Pergunta:
Pedia o favor de me esclarecerem uma dúvida. Sobre o poema O gato de louça, de Álvaro Magalhães (Porto, 1951), foi feita a seguinte pergunta: «Transcreve da segunda estrofe o verso que contém uma personificação.» Passo a transcrever as duas primeiras estrofes, no sentido de facilitar a resposta:
1 – «Coitado do gato de louça/pousado na mesa redonda,/sobre um pano de renda./Não há quem lhe fale./Não há quem o ouça.»
2 – «Nunca se mexeu,/nem quando as moscas lhe pousavam no nariz./Nunca ninguém o ouviu miar./Testemunha silenciosa/da vida no corredor,/o gato de louça viu tudo/o que ali fizemos em segredo/e não disse nada a ninguém.»

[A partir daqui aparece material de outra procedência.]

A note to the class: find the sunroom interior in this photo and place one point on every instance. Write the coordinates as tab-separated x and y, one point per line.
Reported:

Na minha opinião, o único verso da 2.ª estrofe que contém uma personificação é «e não disse nada a ninguém», uma vez que a fala é própria apenas do ser humano. O mesmo já não se pode dizer de «o gato de louça viu tudo», pois outros seres vivos são dotados de visão. Penso tratar-se de animismo (?).
Obrigada.
Resposta:
O seu raciocínio está correto. A personificação consiste num recurso que tem como função atribuir características humanas a animais ou objetos. O ato de dizer algo só é possível da parte do homem (a não ser que tenha um valor conotativo, por exemplo, «aquele quadro diz-me muito»). A sua segunda ideia também está correta, uma vez que, sendo o gato de louça um objeto, e sendo o ato de ver uma característica própria dos seres vivos, estar a dar-lhe esta competência é conceder-lhe vida própria.

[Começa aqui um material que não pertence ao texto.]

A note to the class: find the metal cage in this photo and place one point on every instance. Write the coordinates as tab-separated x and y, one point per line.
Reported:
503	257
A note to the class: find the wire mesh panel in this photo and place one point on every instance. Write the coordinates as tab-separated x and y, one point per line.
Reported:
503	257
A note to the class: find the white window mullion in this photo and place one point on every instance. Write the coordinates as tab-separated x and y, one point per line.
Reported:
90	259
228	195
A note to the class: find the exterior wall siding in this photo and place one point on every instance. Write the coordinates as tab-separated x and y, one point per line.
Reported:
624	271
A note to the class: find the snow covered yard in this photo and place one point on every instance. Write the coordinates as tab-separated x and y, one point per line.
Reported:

A personificação é a «atribuição de qualidades, atitudes e impulsos humanos a seres inanimados e a animais irracionais» [Introdução ao Texto Literário, Noções de Linguística e de Literariedade, Mário Carmo e M. Carlos Dias, Didática Editora, Lisboa, 1978, p. 79].
O animismo é uma «figura de estilo que consiste em atribuir propriedades animadas, mas não especificamente humanas, como no caso a personificação, a seres ou realidades inanimados» [Gramática da Língua Portuguesa, Vítor Fernando Barros, Âncora Editora, Edições Colibri, 2011, p. 281].